Two data sets will be analyzed Join Operation is a very common scenario . stay Spark The physical planning phase of ,Spark Of Join Selection Class will root According to the Join hints Strategy 、Join The size of the table 、 Join It's equivalent Join Or inequality and participation Join Of key Whether you can sort and other conditions to select the most Final Join Strategy , Last Spark Will take advantage of the choice of good Join The policy performs the final calculation . At present Spark There are five Join Strategy ：
Broadcast hash join (BHJ)
Shuffle hash join（SHJ）
Shuffle sort merge join (SMJ)
Shuffle-and-replicate nested loop join, Also called Cartesian product （Cartesian product join)
Broadcast nested loop join (BNLJ)
SMJ These two kinds of Join The strategy is that we run Spark Homework is the most common .
JoinSelection According to
Join Of Key For equivalence Join Choose
Broadcast hash join、
Shuffle hash join as well as
Shuffle sort merge join One of them ; If Join Of Key It's not equivalent Join Or no designation Join Conditions , Will choose
Broadcast nested loop join or
Shuffle-and-replicate nested loop join.

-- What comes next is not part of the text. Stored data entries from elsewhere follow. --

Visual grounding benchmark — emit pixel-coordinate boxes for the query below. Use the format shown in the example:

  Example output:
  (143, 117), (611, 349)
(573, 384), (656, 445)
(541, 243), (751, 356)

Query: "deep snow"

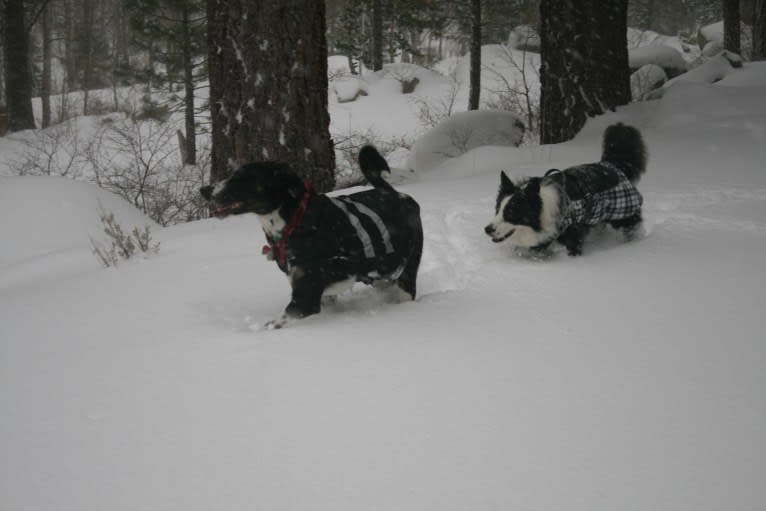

Different Join There is a big difference in the efficiency of strategy execution , Learn about each Join The implementation process and applicable conditions of the strategy are very necessary .
1、Broadcast Hash Join
Broadcast Hash Join The implementation of is to broadcast the data of the small table to
Executor End , This broadcasting process is similar to our own broadcasting It doesn't make any difference ：
utilize collect The operator takes the data of the small table from Executor End pull to Driver End stay Driver End calls sparkContext.broadcast Broadcast to all Executor End stay Executor The end uses broadcast data to communicate with large tables Join operation （ It's actually execution map operation ）
such Join The strategy avoids Shuffle operation . generally speaking ,Broadcast Hash Join It's better than the others Join Strategies should be implemented quickly .
Use this Join The strategy must satisfy the following conditions ： The data of a small table must be very small , Can pass
spark.sql.autoBroadcastJoinThreshold Parameters to configure , The default is 10MB If the memory is large , The threshold can be increased appropriately take
spark.sql.autoBroadcastJoinThreshold Parameter set to -1, You can turn off this connection It can only be used for equivalence Join, No participation is required Join Of keys Sortable
2、Shuffle Hash Join
When the data in the table is large , It's not suitable for radio , At this time, you can consider using
Shuffle Hash Join.
Shuffle Hash Join It's also done in large and small tables Join It's a strategy that I choose when I'm going to work . Its computational idea is ： Put the big watch and the small watch in the same way Partition algorithm and partition number for partition （ According to participation Join Of keys partition ）, That's the guarantee hash Data with the same value is distributed to the same Of the divisions , And then in the same Executor Two tables in the middle hash Partition with the same value can be done locally hash Join 了 . It's going on Join And front , We will also build partitions for small tables Hash Map.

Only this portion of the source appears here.